OVER
The OVER
clause is required for calls to pure
analytic functions such as LEAD()
,
RANK()
, and FIRST_VALUE()
.
When you include an OVER
clause with calls to
aggregate functions such as MAX()
,
COUNT()
, or SUM()
, they
operate as analytic functions.
Syntax:
function(args) OVER([partition_by_clause] [order_by_clause [window_clause]])
partition_by_clause ::= PARTITION BY expr [, expr ...]
order_by_clause ::= ORDER BY expr [ASC | DESC] [NULLS FIRST | NULLS LAST]
[, expr [ASC | DESC] [NULLS FIRST | NULLS LAST] ...]

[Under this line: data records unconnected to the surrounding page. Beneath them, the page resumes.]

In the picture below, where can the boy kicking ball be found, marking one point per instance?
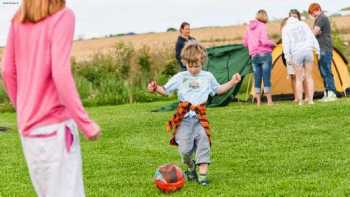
(190, 123)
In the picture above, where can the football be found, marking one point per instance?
(169, 178)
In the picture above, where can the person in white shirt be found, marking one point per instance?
(299, 44)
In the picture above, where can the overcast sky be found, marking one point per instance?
(103, 17)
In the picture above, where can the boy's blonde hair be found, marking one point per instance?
(261, 16)
(194, 54)
(283, 22)
(36, 10)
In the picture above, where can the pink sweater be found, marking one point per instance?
(37, 73)
(256, 39)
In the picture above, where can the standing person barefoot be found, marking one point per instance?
(39, 83)
(298, 46)
(322, 31)
(260, 49)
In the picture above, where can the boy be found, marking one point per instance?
(190, 123)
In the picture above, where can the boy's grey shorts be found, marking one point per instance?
(302, 58)
(192, 138)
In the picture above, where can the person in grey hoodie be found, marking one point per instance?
(299, 44)
(322, 31)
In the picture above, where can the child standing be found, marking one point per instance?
(38, 80)
(298, 46)
(190, 123)
(260, 49)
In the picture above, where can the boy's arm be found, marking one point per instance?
(236, 78)
(154, 87)
(171, 86)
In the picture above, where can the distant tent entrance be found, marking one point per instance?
(226, 60)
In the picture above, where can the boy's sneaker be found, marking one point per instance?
(191, 175)
(331, 96)
(203, 180)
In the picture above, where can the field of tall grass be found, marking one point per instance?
(114, 71)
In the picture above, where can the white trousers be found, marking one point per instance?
(54, 160)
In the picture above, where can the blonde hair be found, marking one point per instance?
(36, 10)
(194, 54)
(283, 22)
(314, 7)
(261, 16)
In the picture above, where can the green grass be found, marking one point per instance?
(283, 150)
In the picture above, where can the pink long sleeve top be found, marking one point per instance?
(37, 73)
(256, 38)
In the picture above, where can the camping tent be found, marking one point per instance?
(226, 60)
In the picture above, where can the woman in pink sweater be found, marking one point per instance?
(37, 76)
(260, 48)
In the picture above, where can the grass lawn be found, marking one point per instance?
(283, 150)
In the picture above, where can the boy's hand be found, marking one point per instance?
(236, 78)
(152, 86)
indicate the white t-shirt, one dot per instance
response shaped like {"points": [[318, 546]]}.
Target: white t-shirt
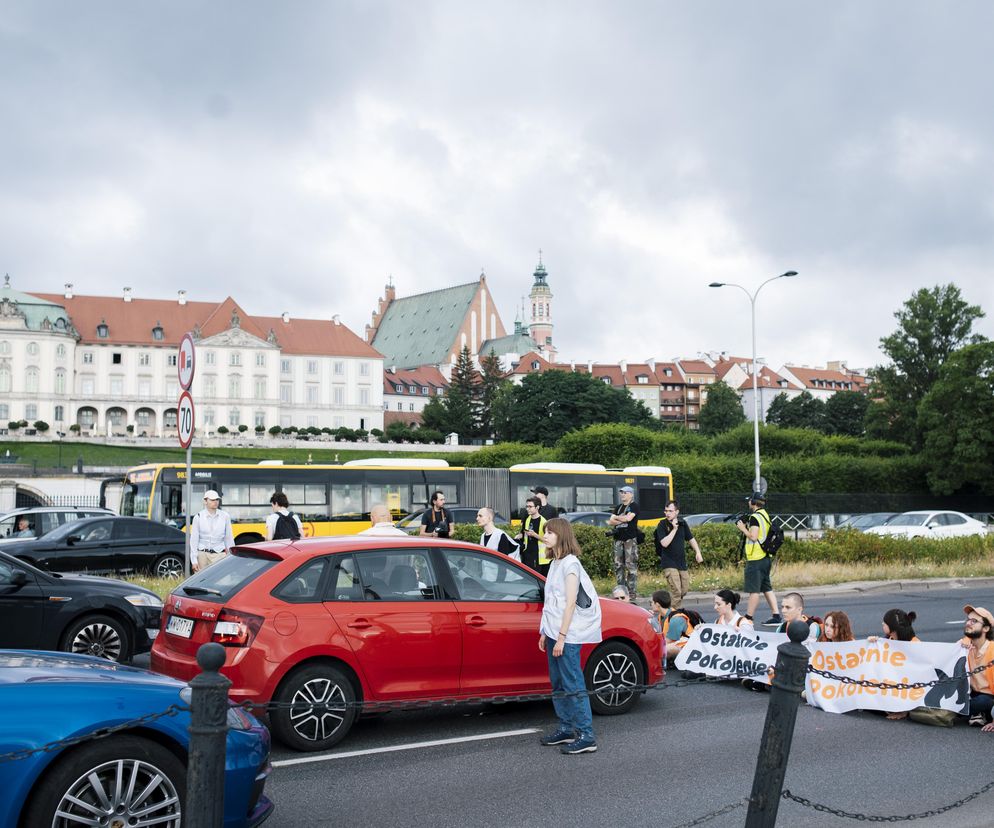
{"points": [[585, 626]]}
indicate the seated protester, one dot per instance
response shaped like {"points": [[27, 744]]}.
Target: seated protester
{"points": [[725, 602], [792, 609], [978, 632], [494, 538], [676, 625], [836, 627]]}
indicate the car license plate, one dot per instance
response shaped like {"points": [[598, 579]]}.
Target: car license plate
{"points": [[180, 626]]}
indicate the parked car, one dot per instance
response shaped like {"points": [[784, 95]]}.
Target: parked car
{"points": [[460, 514], [329, 621], [598, 519], [107, 544], [75, 613], [43, 519], [924, 524], [867, 521], [133, 777]]}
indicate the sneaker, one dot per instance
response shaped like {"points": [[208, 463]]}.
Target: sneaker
{"points": [[581, 745], [560, 736]]}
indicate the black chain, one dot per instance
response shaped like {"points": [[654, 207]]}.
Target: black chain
{"points": [[825, 809], [101, 733], [714, 814]]}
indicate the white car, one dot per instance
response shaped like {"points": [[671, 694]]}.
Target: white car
{"points": [[930, 525]]}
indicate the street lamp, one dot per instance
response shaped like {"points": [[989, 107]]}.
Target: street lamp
{"points": [[755, 381]]}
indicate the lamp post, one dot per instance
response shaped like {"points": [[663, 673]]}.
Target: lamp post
{"points": [[755, 381]]}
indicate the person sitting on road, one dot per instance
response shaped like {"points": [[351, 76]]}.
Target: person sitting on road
{"points": [[725, 602], [674, 624], [836, 627], [978, 633], [792, 609]]}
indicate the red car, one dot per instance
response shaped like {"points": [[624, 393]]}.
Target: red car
{"points": [[333, 620]]}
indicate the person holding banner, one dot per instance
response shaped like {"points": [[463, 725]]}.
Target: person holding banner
{"points": [[571, 617], [978, 631]]}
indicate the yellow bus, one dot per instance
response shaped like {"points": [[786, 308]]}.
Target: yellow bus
{"points": [[336, 499]]}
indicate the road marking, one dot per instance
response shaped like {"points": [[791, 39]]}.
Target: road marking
{"points": [[327, 757]]}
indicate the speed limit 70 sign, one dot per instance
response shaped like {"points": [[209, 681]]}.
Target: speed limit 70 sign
{"points": [[185, 422]]}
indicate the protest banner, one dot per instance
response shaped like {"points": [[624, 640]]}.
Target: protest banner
{"points": [[887, 663], [719, 650]]}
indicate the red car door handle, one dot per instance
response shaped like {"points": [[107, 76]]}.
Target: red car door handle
{"points": [[360, 624]]}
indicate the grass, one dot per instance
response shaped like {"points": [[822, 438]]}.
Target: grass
{"points": [[46, 455]]}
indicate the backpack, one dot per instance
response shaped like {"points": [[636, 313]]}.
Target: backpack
{"points": [[286, 528]]}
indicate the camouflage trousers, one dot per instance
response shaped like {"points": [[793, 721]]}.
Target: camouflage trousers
{"points": [[626, 564]]}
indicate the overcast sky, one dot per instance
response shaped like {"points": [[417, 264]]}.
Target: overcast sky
{"points": [[295, 155]]}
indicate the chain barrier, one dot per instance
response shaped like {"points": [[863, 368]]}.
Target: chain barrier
{"points": [[826, 809], [714, 814], [100, 733]]}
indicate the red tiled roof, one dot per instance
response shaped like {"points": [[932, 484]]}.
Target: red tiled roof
{"points": [[131, 323]]}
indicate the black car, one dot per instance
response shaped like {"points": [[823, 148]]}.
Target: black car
{"points": [[74, 613], [107, 544]]}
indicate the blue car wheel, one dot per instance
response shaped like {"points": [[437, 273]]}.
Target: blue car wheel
{"points": [[120, 780]]}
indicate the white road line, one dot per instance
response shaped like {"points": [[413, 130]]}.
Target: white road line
{"points": [[327, 757]]}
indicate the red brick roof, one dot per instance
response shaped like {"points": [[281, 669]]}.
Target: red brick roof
{"points": [[131, 323]]}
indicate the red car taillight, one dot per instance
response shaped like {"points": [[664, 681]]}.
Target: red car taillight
{"points": [[236, 629]]}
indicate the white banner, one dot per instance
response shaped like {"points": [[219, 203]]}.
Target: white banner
{"points": [[888, 662], [717, 650]]}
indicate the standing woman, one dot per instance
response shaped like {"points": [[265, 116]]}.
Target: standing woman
{"points": [[566, 625]]}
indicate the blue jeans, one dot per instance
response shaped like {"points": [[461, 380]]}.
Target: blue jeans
{"points": [[567, 677]]}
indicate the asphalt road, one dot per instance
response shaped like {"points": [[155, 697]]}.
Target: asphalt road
{"points": [[681, 753]]}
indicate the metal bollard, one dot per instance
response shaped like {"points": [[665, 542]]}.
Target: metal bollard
{"points": [[785, 695], [208, 735]]}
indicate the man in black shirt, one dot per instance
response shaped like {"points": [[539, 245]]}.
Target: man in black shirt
{"points": [[546, 510], [624, 521], [672, 534], [437, 520]]}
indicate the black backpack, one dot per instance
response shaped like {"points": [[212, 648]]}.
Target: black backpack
{"points": [[286, 528]]}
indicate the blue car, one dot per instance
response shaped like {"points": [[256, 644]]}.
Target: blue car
{"points": [[133, 777]]}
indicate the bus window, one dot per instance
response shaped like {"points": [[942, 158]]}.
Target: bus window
{"points": [[309, 500], [346, 501]]}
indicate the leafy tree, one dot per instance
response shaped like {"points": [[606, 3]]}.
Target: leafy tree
{"points": [[956, 421], [545, 406], [932, 324], [722, 411], [845, 413]]}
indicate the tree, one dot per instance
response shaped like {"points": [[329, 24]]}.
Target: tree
{"points": [[932, 324], [722, 411], [845, 413], [545, 406], [956, 421]]}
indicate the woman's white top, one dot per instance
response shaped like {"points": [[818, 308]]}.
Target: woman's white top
{"points": [[585, 626]]}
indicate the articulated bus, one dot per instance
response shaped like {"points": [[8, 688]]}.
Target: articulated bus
{"points": [[335, 500]]}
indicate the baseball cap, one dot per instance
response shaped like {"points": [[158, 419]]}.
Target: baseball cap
{"points": [[983, 613]]}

window_clause: See Window clause
PARTITION BY clause:
The PARTITION BY
clause acts much like the
GROUP BY
clause in the outermost block of a
query. It divides the rows into groups containing identical values
in one or more columns. These logical groups are known as
partitions. Throughout the discussion of analytic
functions, partitions
refers to the groups produced by the
PARTITION BY
clause, not to partitioned tables.
However, note the following limitation that applies specifically
to analytic function calls involving partitioned tables.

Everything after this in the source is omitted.